The Lord's New Covenant with you, therefore, is based in a mutually intimate relationship, a sacred agreement between you and your God. Your simple, yet powerful, remembrance of it is given in the Holy Supper, which if done ritualistically only will not save you at all. Jesus instituted it as a reminder of how fully you must bring your whole heart, will, and mind to this covenant, recognizing where all love and truth comes from. The Lord's wisdom in this sacred reminder is marvelously blunt-his love and truth were woven into every facet of his own earthly life and the choices he made. God brought his love and truth into life's messiest and hardest circumstances shown in the life of Jesus. Far from a "pie in the sky" kind of calling, the Lord requires us, too, to let his love and wisdom flow into the trenches of everyday living, everyday struggling, and everyday hurting.

Now we know, because of the life of Jesus Christ, how intimately and abundantly that love and truth can be woven into life that is easy, fun and joyous, such as a wedding like the one in Cana that the Lord attended.

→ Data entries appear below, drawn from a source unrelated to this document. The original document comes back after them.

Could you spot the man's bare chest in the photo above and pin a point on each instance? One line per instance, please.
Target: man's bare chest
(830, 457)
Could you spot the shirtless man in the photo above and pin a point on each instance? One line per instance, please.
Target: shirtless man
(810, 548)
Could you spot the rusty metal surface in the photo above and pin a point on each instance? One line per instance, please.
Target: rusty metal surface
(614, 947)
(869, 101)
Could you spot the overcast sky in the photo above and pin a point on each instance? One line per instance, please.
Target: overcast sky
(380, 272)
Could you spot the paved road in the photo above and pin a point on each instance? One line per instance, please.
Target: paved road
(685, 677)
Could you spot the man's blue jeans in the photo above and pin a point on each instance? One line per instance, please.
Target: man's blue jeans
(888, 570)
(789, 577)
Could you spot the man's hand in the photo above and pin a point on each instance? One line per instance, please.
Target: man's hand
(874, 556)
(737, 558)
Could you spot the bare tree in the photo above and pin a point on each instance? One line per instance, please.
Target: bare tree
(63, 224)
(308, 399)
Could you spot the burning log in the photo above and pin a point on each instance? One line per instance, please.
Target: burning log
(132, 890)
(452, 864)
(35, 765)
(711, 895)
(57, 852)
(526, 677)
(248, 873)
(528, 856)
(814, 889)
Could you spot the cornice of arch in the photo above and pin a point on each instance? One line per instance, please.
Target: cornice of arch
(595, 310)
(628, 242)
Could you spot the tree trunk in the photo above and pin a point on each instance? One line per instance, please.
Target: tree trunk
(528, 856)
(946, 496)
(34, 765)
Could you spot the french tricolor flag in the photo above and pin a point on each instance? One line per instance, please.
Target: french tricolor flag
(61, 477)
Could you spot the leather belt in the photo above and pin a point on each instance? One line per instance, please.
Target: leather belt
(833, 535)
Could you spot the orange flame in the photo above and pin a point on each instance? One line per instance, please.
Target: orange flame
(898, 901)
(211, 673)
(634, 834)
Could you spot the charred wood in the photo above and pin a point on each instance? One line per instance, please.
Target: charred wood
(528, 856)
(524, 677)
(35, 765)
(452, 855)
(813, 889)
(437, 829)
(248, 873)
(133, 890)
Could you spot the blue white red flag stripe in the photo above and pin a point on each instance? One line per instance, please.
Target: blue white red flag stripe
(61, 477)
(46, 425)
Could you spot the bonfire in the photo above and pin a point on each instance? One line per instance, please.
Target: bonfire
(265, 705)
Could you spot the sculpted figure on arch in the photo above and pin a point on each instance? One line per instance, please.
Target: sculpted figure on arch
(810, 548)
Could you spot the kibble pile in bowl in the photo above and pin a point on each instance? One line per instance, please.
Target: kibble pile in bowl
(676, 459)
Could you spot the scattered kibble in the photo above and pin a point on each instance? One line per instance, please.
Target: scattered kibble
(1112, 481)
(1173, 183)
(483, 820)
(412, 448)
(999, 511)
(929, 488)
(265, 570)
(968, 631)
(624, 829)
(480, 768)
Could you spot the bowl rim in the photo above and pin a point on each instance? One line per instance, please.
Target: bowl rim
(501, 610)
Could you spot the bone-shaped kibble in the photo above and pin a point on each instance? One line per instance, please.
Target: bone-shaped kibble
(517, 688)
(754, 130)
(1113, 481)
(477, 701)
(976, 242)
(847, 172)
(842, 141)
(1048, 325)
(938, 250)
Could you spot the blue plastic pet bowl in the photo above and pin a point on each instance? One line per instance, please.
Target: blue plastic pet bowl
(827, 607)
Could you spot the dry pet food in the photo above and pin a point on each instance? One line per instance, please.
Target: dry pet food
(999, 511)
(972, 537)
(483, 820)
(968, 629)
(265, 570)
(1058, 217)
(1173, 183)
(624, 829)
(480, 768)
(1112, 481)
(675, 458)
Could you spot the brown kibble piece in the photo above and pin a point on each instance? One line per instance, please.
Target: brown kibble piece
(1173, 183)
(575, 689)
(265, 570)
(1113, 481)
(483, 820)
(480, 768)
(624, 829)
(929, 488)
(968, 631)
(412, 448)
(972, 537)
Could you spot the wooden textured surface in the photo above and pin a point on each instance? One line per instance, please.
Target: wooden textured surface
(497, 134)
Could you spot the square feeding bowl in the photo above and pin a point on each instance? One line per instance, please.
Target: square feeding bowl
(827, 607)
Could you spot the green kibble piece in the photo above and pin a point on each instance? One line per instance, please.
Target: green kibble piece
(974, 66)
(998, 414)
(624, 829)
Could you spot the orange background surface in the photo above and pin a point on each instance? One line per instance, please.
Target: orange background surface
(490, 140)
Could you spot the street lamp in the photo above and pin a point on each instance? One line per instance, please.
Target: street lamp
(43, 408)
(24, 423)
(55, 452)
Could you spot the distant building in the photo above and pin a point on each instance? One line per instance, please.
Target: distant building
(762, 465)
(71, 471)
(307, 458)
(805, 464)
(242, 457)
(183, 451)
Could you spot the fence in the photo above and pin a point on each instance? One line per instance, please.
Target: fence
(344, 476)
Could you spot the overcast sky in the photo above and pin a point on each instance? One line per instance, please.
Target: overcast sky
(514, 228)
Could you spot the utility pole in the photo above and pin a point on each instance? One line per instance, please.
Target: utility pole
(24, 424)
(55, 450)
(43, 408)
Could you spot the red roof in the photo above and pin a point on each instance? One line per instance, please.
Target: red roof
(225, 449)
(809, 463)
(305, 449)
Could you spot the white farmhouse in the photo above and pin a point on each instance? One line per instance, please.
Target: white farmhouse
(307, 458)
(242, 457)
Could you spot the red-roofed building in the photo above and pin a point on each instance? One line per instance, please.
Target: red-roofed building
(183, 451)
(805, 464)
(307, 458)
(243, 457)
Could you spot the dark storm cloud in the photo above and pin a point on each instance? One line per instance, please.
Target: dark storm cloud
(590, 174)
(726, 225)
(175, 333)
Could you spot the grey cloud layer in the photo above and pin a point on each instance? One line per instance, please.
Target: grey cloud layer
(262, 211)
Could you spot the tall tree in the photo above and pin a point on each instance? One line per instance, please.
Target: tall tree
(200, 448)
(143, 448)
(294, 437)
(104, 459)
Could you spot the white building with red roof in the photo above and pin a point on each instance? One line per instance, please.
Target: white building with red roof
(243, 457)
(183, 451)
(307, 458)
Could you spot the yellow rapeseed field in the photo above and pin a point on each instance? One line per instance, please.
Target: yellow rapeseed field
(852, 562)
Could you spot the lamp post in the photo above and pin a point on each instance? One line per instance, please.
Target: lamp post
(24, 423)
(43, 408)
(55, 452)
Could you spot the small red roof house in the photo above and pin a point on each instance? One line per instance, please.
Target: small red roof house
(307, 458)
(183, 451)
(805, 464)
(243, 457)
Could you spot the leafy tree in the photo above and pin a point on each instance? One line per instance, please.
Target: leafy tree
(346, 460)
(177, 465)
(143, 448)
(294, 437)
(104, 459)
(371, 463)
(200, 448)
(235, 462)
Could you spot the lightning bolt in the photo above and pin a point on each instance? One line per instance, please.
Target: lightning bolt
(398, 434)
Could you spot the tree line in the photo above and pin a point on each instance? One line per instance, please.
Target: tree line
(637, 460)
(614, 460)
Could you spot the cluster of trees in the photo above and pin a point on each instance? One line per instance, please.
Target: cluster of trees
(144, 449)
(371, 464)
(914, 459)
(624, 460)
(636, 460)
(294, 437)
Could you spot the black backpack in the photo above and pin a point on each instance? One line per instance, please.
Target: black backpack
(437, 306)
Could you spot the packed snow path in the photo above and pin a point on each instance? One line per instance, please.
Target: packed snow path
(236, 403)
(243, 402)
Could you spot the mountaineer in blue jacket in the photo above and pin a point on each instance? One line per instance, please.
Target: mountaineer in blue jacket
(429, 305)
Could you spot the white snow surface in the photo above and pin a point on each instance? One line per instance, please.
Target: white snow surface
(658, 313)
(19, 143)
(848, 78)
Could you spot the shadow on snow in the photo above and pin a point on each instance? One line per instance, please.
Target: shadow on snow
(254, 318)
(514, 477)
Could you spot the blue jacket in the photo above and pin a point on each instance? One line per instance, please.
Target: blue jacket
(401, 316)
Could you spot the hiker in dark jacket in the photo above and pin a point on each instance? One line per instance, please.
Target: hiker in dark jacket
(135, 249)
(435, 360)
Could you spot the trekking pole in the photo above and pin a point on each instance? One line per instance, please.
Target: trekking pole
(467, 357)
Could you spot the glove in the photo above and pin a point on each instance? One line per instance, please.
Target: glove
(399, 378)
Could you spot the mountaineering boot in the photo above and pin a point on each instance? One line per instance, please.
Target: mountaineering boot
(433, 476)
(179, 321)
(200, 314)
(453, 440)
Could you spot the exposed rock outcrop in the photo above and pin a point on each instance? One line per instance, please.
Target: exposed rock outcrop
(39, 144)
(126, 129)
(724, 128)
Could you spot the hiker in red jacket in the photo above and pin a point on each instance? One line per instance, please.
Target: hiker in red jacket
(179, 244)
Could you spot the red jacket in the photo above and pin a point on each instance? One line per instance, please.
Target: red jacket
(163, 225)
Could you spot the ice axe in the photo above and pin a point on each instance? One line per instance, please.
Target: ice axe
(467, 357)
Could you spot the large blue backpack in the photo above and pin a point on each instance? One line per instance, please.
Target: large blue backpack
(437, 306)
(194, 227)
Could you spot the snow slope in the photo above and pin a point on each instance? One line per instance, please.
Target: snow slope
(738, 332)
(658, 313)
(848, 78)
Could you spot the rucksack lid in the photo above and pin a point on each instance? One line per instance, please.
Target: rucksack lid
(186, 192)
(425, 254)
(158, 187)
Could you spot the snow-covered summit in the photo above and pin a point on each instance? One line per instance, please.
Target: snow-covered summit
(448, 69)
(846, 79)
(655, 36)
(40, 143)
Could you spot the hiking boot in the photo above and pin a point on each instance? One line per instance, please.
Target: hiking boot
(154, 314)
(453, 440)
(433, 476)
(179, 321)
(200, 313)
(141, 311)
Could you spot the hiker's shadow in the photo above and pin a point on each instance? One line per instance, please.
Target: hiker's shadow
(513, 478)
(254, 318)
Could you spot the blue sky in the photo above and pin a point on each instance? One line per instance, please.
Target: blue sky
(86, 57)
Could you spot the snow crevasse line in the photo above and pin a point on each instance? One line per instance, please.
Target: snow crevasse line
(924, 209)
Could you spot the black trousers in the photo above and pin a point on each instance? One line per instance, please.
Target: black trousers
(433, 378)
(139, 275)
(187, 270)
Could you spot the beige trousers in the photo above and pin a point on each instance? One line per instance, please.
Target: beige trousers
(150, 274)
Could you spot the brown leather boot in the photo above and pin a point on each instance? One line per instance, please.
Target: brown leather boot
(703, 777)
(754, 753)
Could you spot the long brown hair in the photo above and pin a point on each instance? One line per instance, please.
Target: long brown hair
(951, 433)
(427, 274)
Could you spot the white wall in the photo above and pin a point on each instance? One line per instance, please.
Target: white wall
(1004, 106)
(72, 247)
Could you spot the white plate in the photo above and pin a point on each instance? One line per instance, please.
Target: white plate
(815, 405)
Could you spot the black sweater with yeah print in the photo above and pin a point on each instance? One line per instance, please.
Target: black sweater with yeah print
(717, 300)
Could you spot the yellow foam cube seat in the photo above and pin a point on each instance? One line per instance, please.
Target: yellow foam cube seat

And also how pragmatically yet mystically God's love and truth must be sewed into our depths of agony and pain as when Jesus was praying in the Garden of Gethsemane "…and his sweat fell to the ground like great drops of blood." (Luke 22:44); I'm reminded so poignantly of his pivotal moment there when he prayed, "Father…let your will be done, mot mine."

By coming deeply and ardently to the New Covenant Christ offers, having the will to walk forward, ever forward every day, we are assured…so solidly assured…that God will always be true to his side of the bargain. As Paul wrote so passionately in Romans 8 (selections):

What then shall we say to these things? If God is for us, who can be against us? Who shall separate us from the love of Christ? Shall tribulation, or distress, or persecution, or famine, or nakedness, or peril, or sword? Yet in all these things we are conquerors through Him who loved us. For I am persuaded that neither death nor life, nor angels nor principalities nor powers, nor things present nor things to come…shall be able to separate us from the love of God which is in Christ Jesus our Lord.

Now, you see, it's up to you and me to make certain that we make the Lord's Divine love the central feature and purpose of life. This Covenant is given in the Lord's Divine blood, which we know is his truth. No wonder the Bible calls us to read and meditate on God's Word every day. God bless you in keeping your covenant strong and faithful in these trying times on earth. Amen.